# cold air intake from outside to furnace...



## sspeed

Our house was built in 1968. Yesterday a furnace guy was out to do a general checkup. He pointed at that we have:

1) Normal cold air return from all throughout the house
2) Cold air intake from outside piped directly in to the furnace
3) Makeup air vent in furnace room

He basically said #2, the cold air from outside directly in to the furnace, was "what they did 40 years ago" and was basically killing our furnace efficiency, since on the coldest days it was pulling in and having to heat outside air, possibly down to 10 below on our lowest days.

I'm inclined to believe him, however I also just wanted to get a second opinion before removing it and letting the furnace run on only return air from the house and the makeup air vent. Anyone know what the actual "code" is on that or where I can look to find it?


----------



## yuri

Some homes need that fresh air pipe to get rid of excess moisture in the house, cooking smells, animals smells, cigarette smoke etc. We use a motorized damper in it to open it when only the heat is on. Google: Hoyme damper. If you shut it you may create a problem. It should have a damper in it which you can close to try living w/o it.

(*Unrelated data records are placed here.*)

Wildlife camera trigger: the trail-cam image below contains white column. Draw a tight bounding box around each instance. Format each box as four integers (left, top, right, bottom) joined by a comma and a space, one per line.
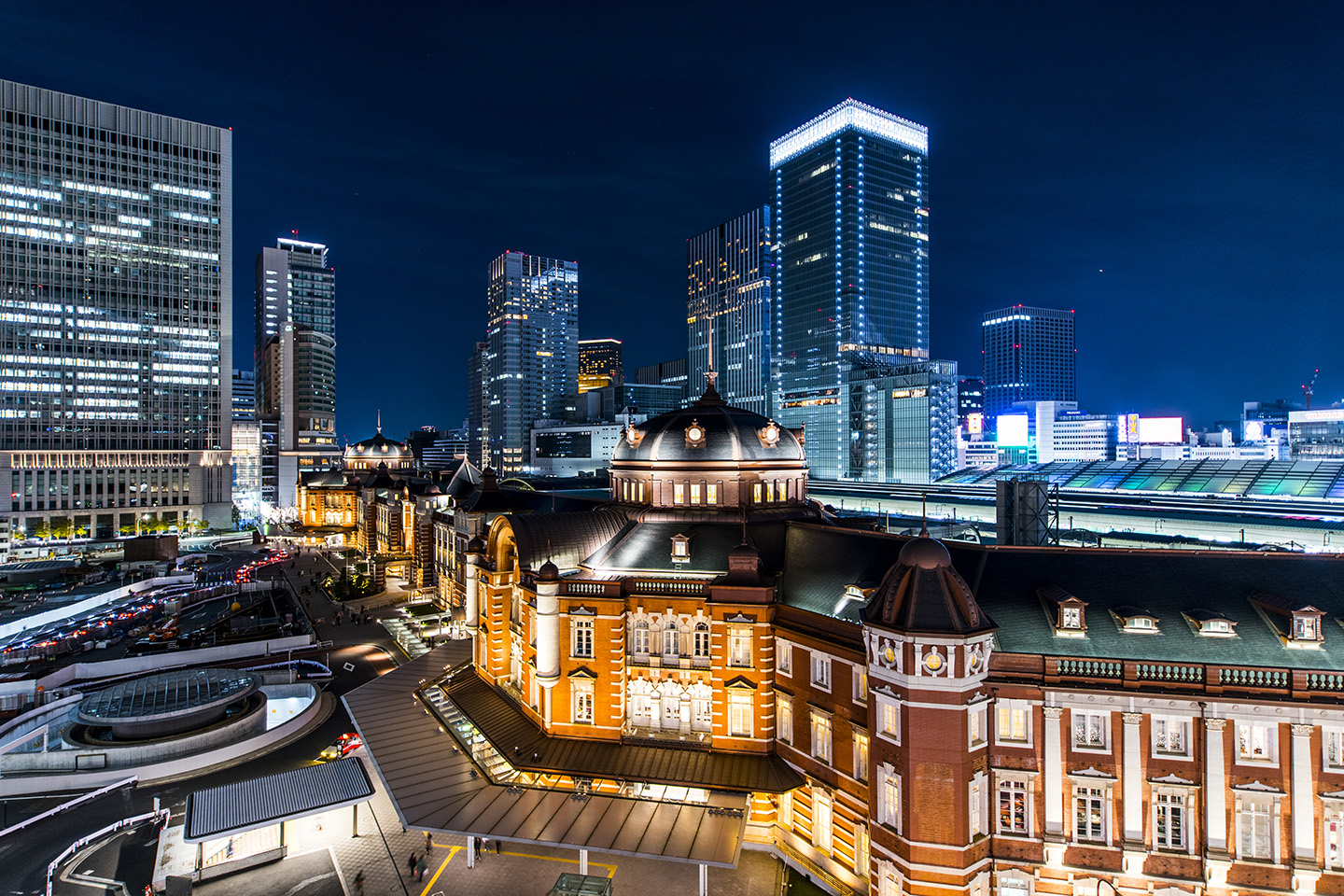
1204, 719, 1227, 853
1289, 725, 1316, 865
1120, 712, 1143, 849
1042, 707, 1064, 840
462, 553, 482, 630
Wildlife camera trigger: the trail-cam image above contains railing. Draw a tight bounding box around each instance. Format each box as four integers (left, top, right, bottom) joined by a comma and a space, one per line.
1218, 667, 1292, 688
1137, 663, 1204, 684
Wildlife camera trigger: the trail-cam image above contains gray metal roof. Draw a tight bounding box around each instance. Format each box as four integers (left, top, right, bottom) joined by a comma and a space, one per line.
183, 756, 373, 844
344, 641, 746, 868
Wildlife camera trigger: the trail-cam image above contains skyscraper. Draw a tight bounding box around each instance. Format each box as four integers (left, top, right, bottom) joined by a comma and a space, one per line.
980, 305, 1078, 426
0, 80, 232, 536
580, 339, 625, 392
770, 100, 929, 480
685, 205, 774, 415
483, 251, 580, 474
256, 238, 340, 507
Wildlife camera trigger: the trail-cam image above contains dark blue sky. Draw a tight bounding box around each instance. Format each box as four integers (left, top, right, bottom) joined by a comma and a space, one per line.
0, 1, 1344, 441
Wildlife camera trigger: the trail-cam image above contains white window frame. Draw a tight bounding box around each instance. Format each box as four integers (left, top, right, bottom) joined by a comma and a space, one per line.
807, 708, 834, 765
1152, 786, 1195, 854
570, 679, 595, 725
812, 787, 834, 854
995, 773, 1035, 837
1071, 780, 1112, 847
995, 700, 1032, 747
853, 728, 873, 783
774, 691, 793, 744
1069, 709, 1110, 752
570, 620, 593, 660
807, 649, 831, 693
1322, 725, 1344, 771
966, 771, 989, 840
728, 689, 755, 737
853, 820, 873, 880
728, 624, 752, 669
874, 693, 901, 746
1149, 716, 1192, 759
1234, 719, 1278, 765
876, 763, 901, 834
1235, 792, 1280, 862
966, 703, 989, 749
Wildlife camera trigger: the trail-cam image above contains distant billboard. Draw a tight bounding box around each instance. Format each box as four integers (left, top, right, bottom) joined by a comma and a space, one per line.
1139, 416, 1185, 444
532, 430, 593, 459
996, 413, 1030, 447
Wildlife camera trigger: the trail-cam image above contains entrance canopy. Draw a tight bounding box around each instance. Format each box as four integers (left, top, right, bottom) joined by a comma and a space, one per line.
183, 758, 373, 844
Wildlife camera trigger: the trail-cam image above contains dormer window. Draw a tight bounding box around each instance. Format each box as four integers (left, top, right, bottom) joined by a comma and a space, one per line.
1113, 608, 1157, 634
1185, 609, 1237, 638
1292, 611, 1325, 642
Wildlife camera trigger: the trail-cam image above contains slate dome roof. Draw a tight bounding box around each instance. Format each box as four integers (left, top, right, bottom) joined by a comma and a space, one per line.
343, 430, 412, 466
613, 385, 806, 464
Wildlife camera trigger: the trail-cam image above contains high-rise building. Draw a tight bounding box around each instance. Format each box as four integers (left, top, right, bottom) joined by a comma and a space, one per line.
580, 339, 625, 394
685, 205, 774, 415
981, 305, 1078, 426
770, 100, 929, 480
630, 357, 688, 404
0, 80, 232, 538
467, 343, 489, 470
483, 251, 580, 474
256, 238, 340, 508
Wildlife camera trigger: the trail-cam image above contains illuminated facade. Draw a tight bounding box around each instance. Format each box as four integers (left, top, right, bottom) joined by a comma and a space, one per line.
685, 205, 774, 413
580, 339, 625, 394
352, 381, 1344, 896
0, 80, 232, 538
482, 251, 580, 474
256, 238, 340, 507
770, 100, 929, 480
981, 305, 1078, 426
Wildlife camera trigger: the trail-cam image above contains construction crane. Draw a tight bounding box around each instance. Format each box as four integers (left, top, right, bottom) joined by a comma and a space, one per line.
1302, 367, 1322, 411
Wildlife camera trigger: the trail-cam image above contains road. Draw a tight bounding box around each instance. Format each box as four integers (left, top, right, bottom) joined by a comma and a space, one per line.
0, 539, 399, 896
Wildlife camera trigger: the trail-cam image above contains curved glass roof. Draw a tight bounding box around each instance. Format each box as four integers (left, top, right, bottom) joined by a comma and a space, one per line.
79, 669, 259, 720
938, 458, 1344, 501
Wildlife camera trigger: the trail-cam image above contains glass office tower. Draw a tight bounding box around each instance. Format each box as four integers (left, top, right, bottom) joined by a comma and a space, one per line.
0, 80, 232, 536
256, 236, 340, 508
483, 251, 580, 474
770, 100, 929, 480
685, 205, 774, 415
980, 305, 1078, 426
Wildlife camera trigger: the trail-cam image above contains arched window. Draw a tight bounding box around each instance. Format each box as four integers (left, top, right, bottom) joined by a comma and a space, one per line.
691, 622, 709, 660
663, 620, 681, 657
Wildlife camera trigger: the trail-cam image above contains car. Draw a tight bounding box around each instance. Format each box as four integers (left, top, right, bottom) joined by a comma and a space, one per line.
317, 731, 364, 762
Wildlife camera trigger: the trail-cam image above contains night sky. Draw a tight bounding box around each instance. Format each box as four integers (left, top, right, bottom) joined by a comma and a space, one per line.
0, 1, 1344, 441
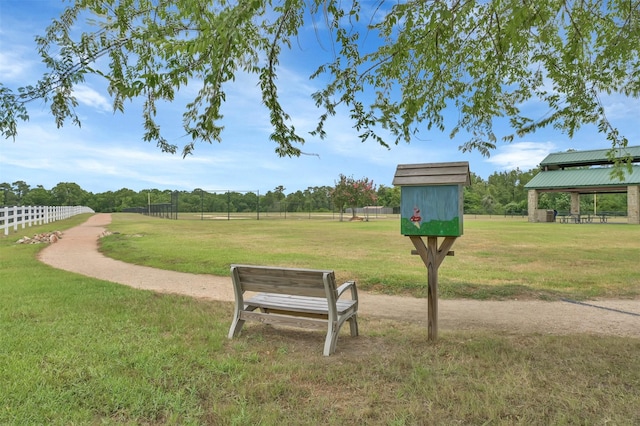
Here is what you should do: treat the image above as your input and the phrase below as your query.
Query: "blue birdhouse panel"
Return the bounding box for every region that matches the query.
[400,185,463,237]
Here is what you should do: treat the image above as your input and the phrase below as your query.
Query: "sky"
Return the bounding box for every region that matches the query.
[0,0,640,194]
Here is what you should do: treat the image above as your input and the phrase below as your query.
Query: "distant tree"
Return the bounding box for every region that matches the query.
[22,185,51,206]
[377,185,400,207]
[11,180,31,205]
[51,182,89,206]
[0,182,18,206]
[331,174,376,220]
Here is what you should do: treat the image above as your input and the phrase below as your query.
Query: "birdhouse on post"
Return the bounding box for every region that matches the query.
[393,162,470,237]
[393,161,471,340]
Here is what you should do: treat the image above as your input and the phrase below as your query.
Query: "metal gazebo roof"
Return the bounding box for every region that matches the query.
[540,146,640,170]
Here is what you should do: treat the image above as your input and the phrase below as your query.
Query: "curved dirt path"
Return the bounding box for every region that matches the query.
[39,214,640,338]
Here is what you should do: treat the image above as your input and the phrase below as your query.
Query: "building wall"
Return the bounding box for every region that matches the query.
[627,185,640,225]
[527,189,538,222]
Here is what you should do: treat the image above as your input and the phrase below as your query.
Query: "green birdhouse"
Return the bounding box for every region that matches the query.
[393,161,470,237]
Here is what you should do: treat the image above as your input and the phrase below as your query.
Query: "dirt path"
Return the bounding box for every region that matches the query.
[39,214,640,338]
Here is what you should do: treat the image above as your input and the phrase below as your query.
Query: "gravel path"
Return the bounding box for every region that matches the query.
[39,213,640,338]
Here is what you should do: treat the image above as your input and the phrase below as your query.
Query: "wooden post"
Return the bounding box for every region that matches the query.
[409,235,456,341]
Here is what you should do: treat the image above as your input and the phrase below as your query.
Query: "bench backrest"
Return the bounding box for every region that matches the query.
[231,265,337,300]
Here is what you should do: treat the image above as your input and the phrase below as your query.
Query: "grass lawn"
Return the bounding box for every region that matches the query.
[0,215,640,425]
[102,214,640,300]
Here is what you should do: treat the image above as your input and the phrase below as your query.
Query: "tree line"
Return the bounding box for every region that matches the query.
[0,169,627,215]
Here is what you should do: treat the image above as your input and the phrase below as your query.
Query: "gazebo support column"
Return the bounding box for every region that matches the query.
[571,192,580,214]
[627,185,640,225]
[527,189,538,222]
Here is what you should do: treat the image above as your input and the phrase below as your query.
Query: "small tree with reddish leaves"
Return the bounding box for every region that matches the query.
[331,174,376,220]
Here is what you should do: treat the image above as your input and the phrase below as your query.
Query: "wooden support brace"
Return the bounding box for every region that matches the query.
[409,235,456,341]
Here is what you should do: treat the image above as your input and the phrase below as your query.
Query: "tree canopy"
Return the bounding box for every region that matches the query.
[0,0,640,163]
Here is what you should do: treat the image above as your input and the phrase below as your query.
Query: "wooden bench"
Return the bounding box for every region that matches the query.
[229,265,358,356]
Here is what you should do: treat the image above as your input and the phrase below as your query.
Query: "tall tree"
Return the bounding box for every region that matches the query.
[331,174,376,220]
[0,0,640,170]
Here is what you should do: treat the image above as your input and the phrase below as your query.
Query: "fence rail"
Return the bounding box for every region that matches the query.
[0,206,95,235]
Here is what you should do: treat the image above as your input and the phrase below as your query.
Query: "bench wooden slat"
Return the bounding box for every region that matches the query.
[240,311,327,330]
[229,265,358,355]
[238,266,335,297]
[244,293,356,314]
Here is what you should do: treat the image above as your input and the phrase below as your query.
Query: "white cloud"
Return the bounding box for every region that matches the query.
[486,142,556,170]
[73,84,112,112]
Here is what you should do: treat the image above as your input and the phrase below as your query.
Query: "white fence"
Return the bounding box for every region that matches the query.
[0,206,95,235]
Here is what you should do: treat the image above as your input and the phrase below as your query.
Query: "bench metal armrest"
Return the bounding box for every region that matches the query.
[337,281,358,300]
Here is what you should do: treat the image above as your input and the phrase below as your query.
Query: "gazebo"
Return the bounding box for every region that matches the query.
[525,146,640,224]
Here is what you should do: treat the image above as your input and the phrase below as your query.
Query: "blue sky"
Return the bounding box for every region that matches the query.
[0,0,640,193]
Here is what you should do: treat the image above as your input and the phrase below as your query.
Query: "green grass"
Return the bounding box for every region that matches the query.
[102,214,640,300]
[0,217,640,425]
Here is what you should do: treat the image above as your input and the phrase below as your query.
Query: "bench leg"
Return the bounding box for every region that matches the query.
[229,314,244,339]
[348,315,358,336]
[322,329,340,356]
[228,305,256,339]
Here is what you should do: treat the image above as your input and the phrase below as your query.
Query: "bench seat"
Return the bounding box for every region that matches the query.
[229,265,358,356]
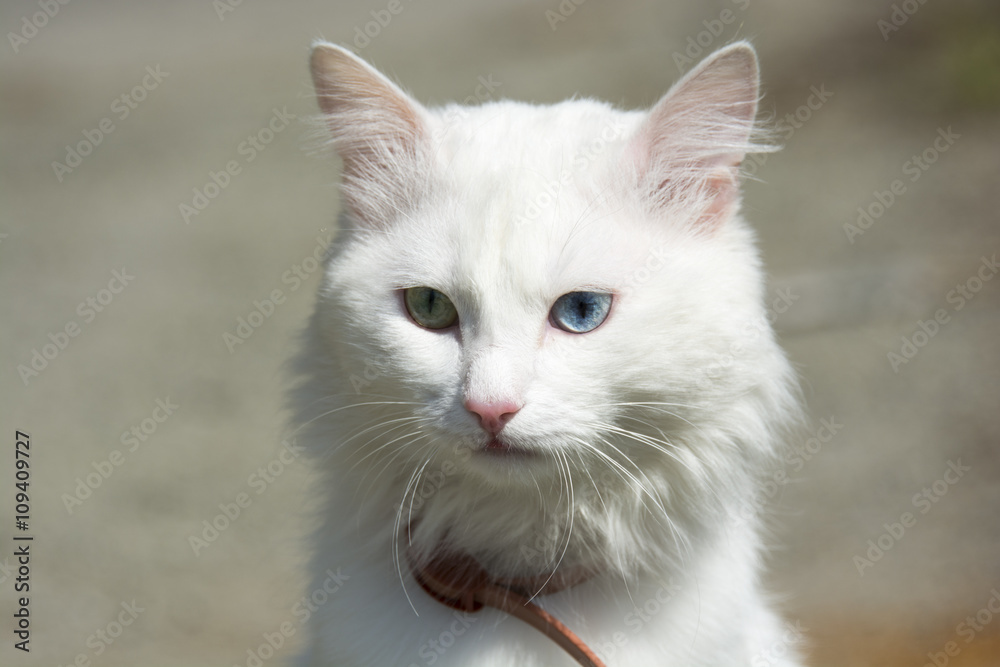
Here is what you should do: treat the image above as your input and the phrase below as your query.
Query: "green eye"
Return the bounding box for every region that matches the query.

I would not remove it.

http://www.hoyme.com/


----------



## fabrk8r

Is your furnace 43 years old? I doubt it. 

How is your furnace vented? If it's vented with PVC pipe it's a high efficiency furnace and the air supplying the furnace is called "combustion air" and has nothing to do with the air that is circulated through your home. Combustion air is supplied to the furnace from outside to allow combustion of fuel without pulling air from the structure and sending it out the flu. It is required by code is a lot of places now.

Now, having said that, it was common in older systems to have outside air supplied as "make-up air" to add air to the room where the furnace or other fuel burning appliance was located. This method also did not really affect the efficiency of the furnace a whole lot either, but it did add some cold air to the structure. Since your outside air is being piped directly into the furnace I'm guessing that it's combustion air and not make-up air.


----------



## Jackofall1

When you say, "Piped directly into the furnace", where exactly does it go, into the return air, or into the area of the combustion chamber?

Either way, this is bringing in air being used for combustion for all gas appliances, as well as exhaust sources such baths and kitchen.

Add a damper if there isn't one, but I wouldn't remove it.

Mark


----------



## danrb007

A trick I have used for the fresh air supply is pipe it into a 5 gallon bucket. have the end of the pipe sitting about 4 or 5 inches from the bottom. This will cut down tremendously on the cold air coming in from outside. The cold air stays at the bottom of the bucket since cold air sinks and warm air rises.


----------



## Marty S.

Outside air piped to the return is called fresh air/make up air. It's to equalize the negative pressure on the house from bath fans, drier vents,range hoods ect. By sticking in the return the air gets conditioned before dumping in the house. Without it the outside air will sneak in every crack and crevis,still the same amount but unconditioned. 

Vents cut into the wall or a pipe just placed in the utility room is called combustion air. It supplies the oxygen for the fires to burn properly.


----------



## how

Are you are talking about a fresh air line that is passive (going from the outside and terminating within 18" of your burners) or active ( going from outside to the return air plenum with a vent opening at the furnace in the supply side plenum. You can't mess with either of these ( although the idea of adding a spill bucket to the passive system does help) systems *without running the risk of co & co2 spillage into your house* unless you have a mid or high efficiency furnace..


----------



## sspeed

Thank you for all of the replies. I'd have to guess the furnace is about 15 years old... Sounds like I should leave it... 

To clarify:
What I was calling cold air intake comes from outside the house, through 4 inch pipe, in to the return about 3 feet from the plenum.

Then, in the same room, there is a 4in vent right in the wall that just dumps in to the room, I assumed that was the make-up air?


----------



## yuri

The one in the duct we call fresh air or ventilation air. The other bringing air into the room for the furnace burner is called combustion air. 4" into the return duct is quite small and just enough to bring in some ventilation/fresh air air w/o costing that much to reheat so I would leave it alone. Your guy was wrong. 40 yrs later we still bring in air for ventilation but we use a minimum 5" pipe and put a motorized damper on it.


----------